Mais non, Mélenchon évoquait la Guerre d'Algérie. C'est pour le moins surprenant et irresponsable de la part d'un responsable politique, surtout quand il s'agit de faire référence à une période chaude de l'histoire, celle du colonialisme. Cette prise de position, qui s'oppose au consensus qui a été obtenu de haute lutte pour qualifier cette guerre de libération nationale de "Guerre d'Algérie", demande quelques développements. D'autant qu'elle fut passée sous silence en France, dans une complicité médiatique à peu près complète. Mélenchon n'a pas tant d'ennemis, dans les médias, qu'il veut bien le dire.

Jean-Luc Mélenchon est dans le même registre que les socialistes de la SFIO qui avaient mené la répression

Sur-le-champ, la presse algérienne francophone réagit vivement à ses déclarations. Si le journal ''Liberté-Alger'' se contente d'évoquer "des propos à l'emporte-pièce" (''Jean-Luc Mélenchon : “La repentance ? Une belle perte de temps”'', in ''Liberté'', 14 février 2013), l'intellectuel progressiste algérien Chems Eddine Chitour souligne dans le quotidien ''L'Expression'' les "ambiguïtés" d'un discours sur la Guerre d'Algérie qui rappelle celui de la SFIO :

Quand M. Mélenchon joue sur les mots en parlant de « guerre civile », il ne fait pas avancer le débat. Pour rappel, une guerre civile est la situation qui existe lorsqu'au sein d'un État, une lutte armée oppose les forces armées régulières à des groupes armés identifiables, ou des groupes armés entre eux, dans des combats dont l'importance et l'extension dépassent la simple révolte ou l'insurrection. Du point de vue du droit de la guerre, on utilise l'expression « conflit armé non international », le mot « guerre » étant réservé au conflit armé international. (...) Jusqu'au début du XXe s., la guerre civile est considérée comme une affaire strictement intérieure qui ressort du domaine réservé de l'État concerné, qui a de fait et de droit toute latitude pour traiter comme bon lui semble les factieux, en considérant par exemple les rebelles en armes comme de simples criminels. (...)

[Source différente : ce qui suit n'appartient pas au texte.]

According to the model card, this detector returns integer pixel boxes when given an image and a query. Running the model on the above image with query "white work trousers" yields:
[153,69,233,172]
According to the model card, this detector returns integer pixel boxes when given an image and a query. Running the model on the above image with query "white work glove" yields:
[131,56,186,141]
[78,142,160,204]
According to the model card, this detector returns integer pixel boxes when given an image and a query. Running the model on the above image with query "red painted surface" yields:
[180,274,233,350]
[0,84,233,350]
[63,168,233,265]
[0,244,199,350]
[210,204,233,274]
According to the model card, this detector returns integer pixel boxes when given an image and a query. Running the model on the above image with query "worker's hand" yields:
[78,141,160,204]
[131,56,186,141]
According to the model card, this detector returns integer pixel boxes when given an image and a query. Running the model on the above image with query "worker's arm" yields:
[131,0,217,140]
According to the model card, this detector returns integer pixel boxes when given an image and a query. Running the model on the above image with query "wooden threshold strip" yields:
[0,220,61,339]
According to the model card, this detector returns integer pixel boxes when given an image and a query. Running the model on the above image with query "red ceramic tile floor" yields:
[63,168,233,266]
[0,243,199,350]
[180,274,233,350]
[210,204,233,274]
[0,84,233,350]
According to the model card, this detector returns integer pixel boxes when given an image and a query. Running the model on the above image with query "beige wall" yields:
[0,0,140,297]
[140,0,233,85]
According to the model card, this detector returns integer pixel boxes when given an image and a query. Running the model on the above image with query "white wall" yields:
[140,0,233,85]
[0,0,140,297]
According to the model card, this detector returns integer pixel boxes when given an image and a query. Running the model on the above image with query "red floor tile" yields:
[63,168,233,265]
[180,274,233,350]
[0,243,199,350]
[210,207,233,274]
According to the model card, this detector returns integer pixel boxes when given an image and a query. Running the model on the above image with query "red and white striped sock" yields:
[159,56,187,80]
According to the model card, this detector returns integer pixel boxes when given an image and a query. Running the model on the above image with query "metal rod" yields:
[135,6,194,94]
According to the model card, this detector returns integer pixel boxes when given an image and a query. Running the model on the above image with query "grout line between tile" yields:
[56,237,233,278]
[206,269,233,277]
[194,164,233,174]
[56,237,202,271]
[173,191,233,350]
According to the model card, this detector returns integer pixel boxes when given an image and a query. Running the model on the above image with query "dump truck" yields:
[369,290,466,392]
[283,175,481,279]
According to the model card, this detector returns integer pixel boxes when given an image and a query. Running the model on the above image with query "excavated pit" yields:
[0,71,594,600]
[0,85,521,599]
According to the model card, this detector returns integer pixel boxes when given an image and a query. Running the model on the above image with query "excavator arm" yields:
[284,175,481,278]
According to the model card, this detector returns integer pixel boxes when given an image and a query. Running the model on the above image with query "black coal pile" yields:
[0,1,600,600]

« civile » signifie que la lutte a lieu à l'intérieur d'un territoire national. La violence est le critère suprême: les combattants essaient de s'emparer du pouvoir national ou de le conserver. La vengeance, la revendication de droits, les crimes de masse et les gains économiques ne sont pas, pris isolément ou ensemble, des motifs suffisants. Seuls cinq cas précis peuvent être cités : les conflits anglais (1642-1649), américain (1861-1865), russe (1918-1921), espagnol (1936-1939) et libanais (1975-1990).

Un apartheid avec une classe supérieure et des indigènes.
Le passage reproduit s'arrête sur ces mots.